Fritzerl und Greterl
verliefen sich im Wald
»Der ferne Klang« in Graz
»Der ferne Klang« als erste Premiere der neuen Intendantin an der Grazer Oper. Warum eigentlich? Genauer betrachtet ist dieses Stück hohles Geklingel, textlich wie musikalisch.
September 2015
Einen rauschenden Erfolg fuhr die neue Intendantin der Grazer Oper mit ihrer ersten Premiere ein: Franz Schrekers Oper "Der ferne Klang" machte dem Publikum offenbar mächtigen Eindruck. Die Rechnung scheint aufgegangen: Ein Werk wieder zur Diskussion zu stellen, das während der NS-Herrschaft zur "entarteten Kunst" gerechnet wurde, ist meist ein dankbares Unterfangen. Freilich, gerade mit dem "Fernen Klang" wurden in den vergangenen Jahren aus diesem Grund wiederholt Reanimationsversuche angestellt, alle verliefen im Sand. Während der so erfolgreichen Grazer Premiere konnten Musikfreunde, für die diese Aufführung daher keine Erstbegegnung war, in Ruhe Überlegungen anstellen, warum das so ist.Der erste Eindruck beschert dem Stück ganz offenkundig Sympathien. Genauer betrachtet, bleibt vom glitzernden Spiel mit erwachenden sexuellen Regungen und verklemmten Trau-mi-net- und Mag-di-net-Attitüden allerdings vor allem eins in Erinnerung: hohles Geklingel, textlich wie musikalisch.

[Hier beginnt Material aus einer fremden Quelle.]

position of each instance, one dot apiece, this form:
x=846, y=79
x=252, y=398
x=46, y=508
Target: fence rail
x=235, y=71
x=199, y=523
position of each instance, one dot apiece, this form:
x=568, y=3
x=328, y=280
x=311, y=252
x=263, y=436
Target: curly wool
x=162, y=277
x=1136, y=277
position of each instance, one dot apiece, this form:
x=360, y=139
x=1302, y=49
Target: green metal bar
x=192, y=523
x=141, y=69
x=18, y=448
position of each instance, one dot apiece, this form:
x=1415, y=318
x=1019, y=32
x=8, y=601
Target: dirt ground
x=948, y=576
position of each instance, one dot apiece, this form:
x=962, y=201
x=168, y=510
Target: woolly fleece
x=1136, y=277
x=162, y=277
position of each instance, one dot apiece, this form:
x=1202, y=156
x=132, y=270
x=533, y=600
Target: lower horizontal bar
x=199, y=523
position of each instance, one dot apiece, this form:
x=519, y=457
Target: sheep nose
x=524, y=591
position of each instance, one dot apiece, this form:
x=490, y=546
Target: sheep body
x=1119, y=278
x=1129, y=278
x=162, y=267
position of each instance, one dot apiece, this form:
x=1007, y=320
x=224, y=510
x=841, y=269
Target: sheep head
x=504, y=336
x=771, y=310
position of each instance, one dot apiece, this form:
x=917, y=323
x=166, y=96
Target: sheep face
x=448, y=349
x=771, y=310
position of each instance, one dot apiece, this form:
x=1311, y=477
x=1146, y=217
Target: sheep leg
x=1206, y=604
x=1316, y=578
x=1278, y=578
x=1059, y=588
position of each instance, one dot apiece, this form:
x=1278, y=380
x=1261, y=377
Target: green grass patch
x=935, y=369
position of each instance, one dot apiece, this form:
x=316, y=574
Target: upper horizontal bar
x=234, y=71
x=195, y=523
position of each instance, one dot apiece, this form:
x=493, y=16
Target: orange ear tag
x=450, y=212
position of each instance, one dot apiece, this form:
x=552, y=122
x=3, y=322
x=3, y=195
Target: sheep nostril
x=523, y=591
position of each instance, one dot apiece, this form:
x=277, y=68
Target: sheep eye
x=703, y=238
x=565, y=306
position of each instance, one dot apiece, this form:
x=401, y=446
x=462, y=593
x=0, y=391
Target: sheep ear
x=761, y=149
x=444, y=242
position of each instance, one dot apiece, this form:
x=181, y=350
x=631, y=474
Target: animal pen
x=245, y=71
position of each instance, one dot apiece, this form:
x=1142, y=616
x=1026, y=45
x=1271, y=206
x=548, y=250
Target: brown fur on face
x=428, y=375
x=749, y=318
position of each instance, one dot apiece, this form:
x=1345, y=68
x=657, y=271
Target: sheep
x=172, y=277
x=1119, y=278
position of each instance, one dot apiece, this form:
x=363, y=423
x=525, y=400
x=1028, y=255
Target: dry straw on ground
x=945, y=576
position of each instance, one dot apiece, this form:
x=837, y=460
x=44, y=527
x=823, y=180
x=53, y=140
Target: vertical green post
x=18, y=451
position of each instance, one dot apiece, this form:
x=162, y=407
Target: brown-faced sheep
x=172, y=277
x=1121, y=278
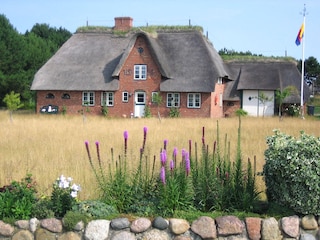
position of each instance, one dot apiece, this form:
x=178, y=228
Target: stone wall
x=225, y=227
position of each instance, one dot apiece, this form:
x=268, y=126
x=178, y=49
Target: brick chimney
x=123, y=23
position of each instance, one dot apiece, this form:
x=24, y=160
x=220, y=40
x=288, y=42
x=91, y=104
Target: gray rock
x=120, y=223
x=22, y=235
x=69, y=236
x=160, y=223
x=6, y=229
x=178, y=226
x=43, y=234
x=52, y=224
x=79, y=226
x=309, y=222
x=97, y=230
x=270, y=229
x=290, y=226
x=33, y=224
x=155, y=234
x=205, y=227
x=22, y=224
x=140, y=225
x=123, y=235
x=229, y=225
x=307, y=236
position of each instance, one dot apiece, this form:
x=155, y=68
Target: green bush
x=292, y=171
x=43, y=209
x=94, y=209
x=18, y=199
x=71, y=219
x=63, y=195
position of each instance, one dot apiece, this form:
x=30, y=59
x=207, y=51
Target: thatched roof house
x=123, y=70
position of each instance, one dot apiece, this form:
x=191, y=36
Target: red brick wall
x=230, y=107
x=123, y=23
x=209, y=106
x=216, y=107
x=72, y=105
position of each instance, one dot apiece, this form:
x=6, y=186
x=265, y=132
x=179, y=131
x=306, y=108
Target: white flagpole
x=302, y=63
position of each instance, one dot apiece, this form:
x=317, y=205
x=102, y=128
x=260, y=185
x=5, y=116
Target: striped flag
x=300, y=35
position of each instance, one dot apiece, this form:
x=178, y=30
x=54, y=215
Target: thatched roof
x=93, y=61
x=267, y=75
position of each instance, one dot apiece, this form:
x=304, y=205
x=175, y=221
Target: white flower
x=74, y=194
x=75, y=187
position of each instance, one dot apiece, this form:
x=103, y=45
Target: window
x=65, y=96
x=140, y=98
x=50, y=96
x=140, y=72
x=88, y=98
x=194, y=100
x=173, y=99
x=125, y=97
x=107, y=99
x=155, y=97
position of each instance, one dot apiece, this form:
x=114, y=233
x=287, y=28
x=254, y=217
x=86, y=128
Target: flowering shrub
x=17, y=200
x=292, y=172
x=208, y=183
x=176, y=190
x=64, y=195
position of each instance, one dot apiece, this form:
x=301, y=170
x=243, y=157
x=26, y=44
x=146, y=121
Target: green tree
x=263, y=99
x=281, y=95
x=13, y=103
x=21, y=56
x=312, y=69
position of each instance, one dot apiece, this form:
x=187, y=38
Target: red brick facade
x=211, y=103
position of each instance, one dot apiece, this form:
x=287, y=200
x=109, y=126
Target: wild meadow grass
x=50, y=145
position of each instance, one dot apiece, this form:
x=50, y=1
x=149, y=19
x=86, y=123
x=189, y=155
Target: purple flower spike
x=171, y=165
x=125, y=135
x=88, y=151
x=163, y=175
x=165, y=143
x=163, y=157
x=145, y=130
x=98, y=151
x=175, y=152
x=183, y=153
x=187, y=164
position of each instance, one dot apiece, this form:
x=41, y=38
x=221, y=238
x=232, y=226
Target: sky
x=267, y=27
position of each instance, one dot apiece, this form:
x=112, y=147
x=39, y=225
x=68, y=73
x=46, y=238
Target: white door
x=139, y=103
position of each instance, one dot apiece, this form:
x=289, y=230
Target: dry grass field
x=50, y=145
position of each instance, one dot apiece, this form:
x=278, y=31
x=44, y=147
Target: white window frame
x=125, y=96
x=194, y=100
x=107, y=99
x=140, y=72
x=153, y=94
x=173, y=99
x=88, y=98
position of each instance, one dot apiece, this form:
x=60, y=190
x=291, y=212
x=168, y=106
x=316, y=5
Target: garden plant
x=197, y=179
x=292, y=172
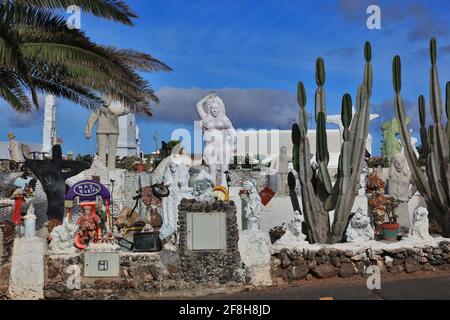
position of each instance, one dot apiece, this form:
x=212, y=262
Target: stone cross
x=336, y=119
x=49, y=131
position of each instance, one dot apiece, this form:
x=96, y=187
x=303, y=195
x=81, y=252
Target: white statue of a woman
x=219, y=135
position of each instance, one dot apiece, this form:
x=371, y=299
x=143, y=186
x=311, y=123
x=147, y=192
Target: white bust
x=359, y=229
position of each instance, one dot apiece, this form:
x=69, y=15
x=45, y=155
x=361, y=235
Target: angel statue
x=218, y=134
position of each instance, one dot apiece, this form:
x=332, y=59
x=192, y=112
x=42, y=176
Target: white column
x=49, y=131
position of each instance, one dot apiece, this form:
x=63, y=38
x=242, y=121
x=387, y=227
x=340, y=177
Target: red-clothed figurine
x=89, y=226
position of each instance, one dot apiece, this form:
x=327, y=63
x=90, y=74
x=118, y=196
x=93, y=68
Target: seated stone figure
x=63, y=238
x=419, y=228
x=401, y=187
x=294, y=232
x=359, y=229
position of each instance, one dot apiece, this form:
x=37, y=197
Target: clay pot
x=390, y=231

Ein Komponist auf der Suche
Franz Schreker war ja sein eigener Librettist, was ihm wiederholt den Ehrentitel des einzigen befugten Wagner-Nachfolgers einbrachte. Tatsächlich scheut er vor unverhohlenen Wagnerismen auch nicht zurück. "Ring" und "Parsifal" färben immer wieder ab. Und die Musik, die Schreker zu den oft unsäglich banalen Versen schreibt, ist im "Fernen Klang" beinah ausschließlich wegen der raffinierten Orchesterbehandlung von Reiz: Mit Klangfarben spielt Schreker wie einer der wirklich Großen seiner Zeit. Allerdings mangelt es ihm auch diesbezüglich an Originalität.Ungeschickterweise ist der Held seiner Oper ja Komponist und auf der Suche nach einem rätselhaft schönen Klang. Da wäre die Fantasie des Komponisten, der einen Komponisten komponiert, aufs Äußerste gefordert. Doch symbolisiert Schreker den ominösen fernen Klang mit simpelsten Mitteln: Wenn dieser Fritz von seinen Visionen schwärmt, hört das Publikum Harfen, Glocken und Celesta-Geklingel. Die Banalität der Sprache setzt sich bei den klanglichen Mitteln fort.
Das insgesamt ungeformte Raunen und Schwelgen in spätromantischer Harmonik bedürfte im Übrigen wenigstens ein, zwei Mal pro Akt einer melodischen Katharsis. So haben es von Richard Strauss bis Erich Wolfgang Korngold alle effektsicheren Meister der Zeit gehalten. Und es ist ihnen in der Regel auch immer einiges Ohrwurmträchtiges eingefallen.
Im "Fernen Klang" ist es hingegen kein "Sehnen und Wähnen", ja nicht einmal ein Stück Glück, das uns im Gedächtnis verblieb, sondern mit Nachsicht aller Taxen eine zweitaktige Phrase, über die sich Fritz und seine Gretel in einem kurzen Duett verbreitern.
Der Rest ist Rezitativ, angereichert mit allerlei Klanggebärden, die sich mehrheitlich als parsifalesker Wagner-Nachhall entpuppen, den das Grazer Orchester unter Dirk Kaftan immerhin mit Lust auskostet. Das klingt imposant und übertönt in vielen Fällen, was an Gesang von der Bühne kommt. Manchmal übertüncht es gnädig technische Mängel, vor allem bei Daniel Kirchs Fritz, der nur in der Mittellage wirklich sicher und heldisch tönt. Johanni van Oostrum gibt die Grete, auch sie im mittleren Bereich ihres Soprans von fülliger Ausdruckskraft. Die Regie versucht mit einigem Geschick, der krausen Geschichte Form zu geben, und macht aus dem bei Schreker nur im ersten Akt hereinlugenden "alten Weib" eine Hauptrolle: Dshhamilja Kaiser wird zum Alter Ego der Grete, singt mit entsprechend jugendlicher, frischer Stimme, übernimmt im zweiten Akt dann auch diverse Sprechrollen und kündigt während der sonoren, doch vergeblichen Werbung des Grafen (Markus Butter) die Wiederkehr des verloren geglaubten Fritz an.